Rappel  : Historique du projet pilote OpenOffice

L'émergence du projet est une initiative politique du membre du conseil municipal Johanna Sumuvuori : « Dans la ville de Lappeenranta l'usage croissant de logiciels libres¹ induit une économie d'environ 70 pourcent sur le budget informatique de l'école » Cette initiative a été signée par 60 autres membres du conseil et présentée au conseil municipal du 24/11/2011.

Durant l'été 2011 la ville d'Helsinki a recruté un nouveau DSI. Une fois installé, il a préparé un plan de réponse à l'initiative du conseil municipal. Lors d'une réunion en Janvier 2011, organisée par la conseillère Sumuvuori, à laquelle la FSFE a également été conviée, le nouveau DSI d'Helsinki Raitio a présenté son plan. Il souhaitait d'abord nommer un chef de projet. Puis le département de l'information aurait installé OpenOffice sur les ordinateurs portables de tous les membres de la commission municipale - un groupe d'environ 600 représentants élus qui participent à la gouvernance de la ville via une douzaine de commissions plus restreintes. En cas de succès, ce projet pilote aurait été suivi par l'installation de OpenOffice sur les 21000 postes de travail de la ville.
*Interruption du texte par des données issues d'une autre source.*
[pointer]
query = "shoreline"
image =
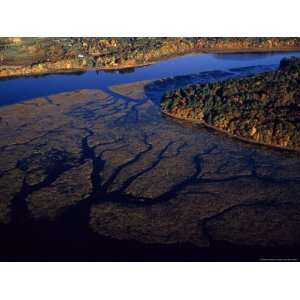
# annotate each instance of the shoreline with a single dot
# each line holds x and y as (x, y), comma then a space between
(243, 139)
(19, 73)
Plus tard l'hiver de la même année, la FSFE a échangé une correspondance e-mail avec Raitio, et en Mars 2011 la FSFE a eu le plaisir de rencontrer la responsable du projet pilote OpenOffice. Elle a parlé aux représentants de la FSFE de ses plans, ainsi que de certaines difficultés rencontrées en essayant de créer un package OpenOffice au format MSI permettant une installation automatique sur les stations de travail de la ville. La FSFE apprit aussi à cette occasion que la majeure partie de l'informatique était externalisée vers la société Tieto, et que ce projet dépendait dans une certaine mesure de la capacité de Tieto à installer OpenOffice. Comme nous voulions être sûr à la FSFE que ce projet n'allait pas échouer pour de simples raisons techniques, nous avons offert notre aide pour les questions techniques, et nous avons également présenté le responsable du projet en personne aux responsables officiels de la migration vers OpenOffice au ministère finlandais de la justice. L'un d'entre eux était Martti Karjalainen, le responsable du projet, qui a par la suite écrit une thèse de doctorat sur le sujet. Nous avons également annoncé à Tieto que nous pouvions leur fournir plus de contacts en cas de besoin - par exemple chez Novell ou IBM, car ces entreprises fournissent une assistance commerciale et des produits basés sur OpenOffice

Plus tard, au printemps, les représentants de la FSFE ont reçu un e-mail du responsable du projet Raitio, les informant que l'installation automatique d'OpenOffice sur les postes de travail de la ville se déroulait normalement. Puis des nouvelles concernant le projet ont été publiées sur osor.eu, Raitio a prévenu la FSFE que le département de l'information ne communiquerait plus de nouvelles concernant les développements du projet, et qu'il nous faudrait attendre la publication du rapport final. Quand le rapport final a finalement été communiqué aux élus le 28-12-2011, le département de l'information de la ville n'en a pas informé la FSFE.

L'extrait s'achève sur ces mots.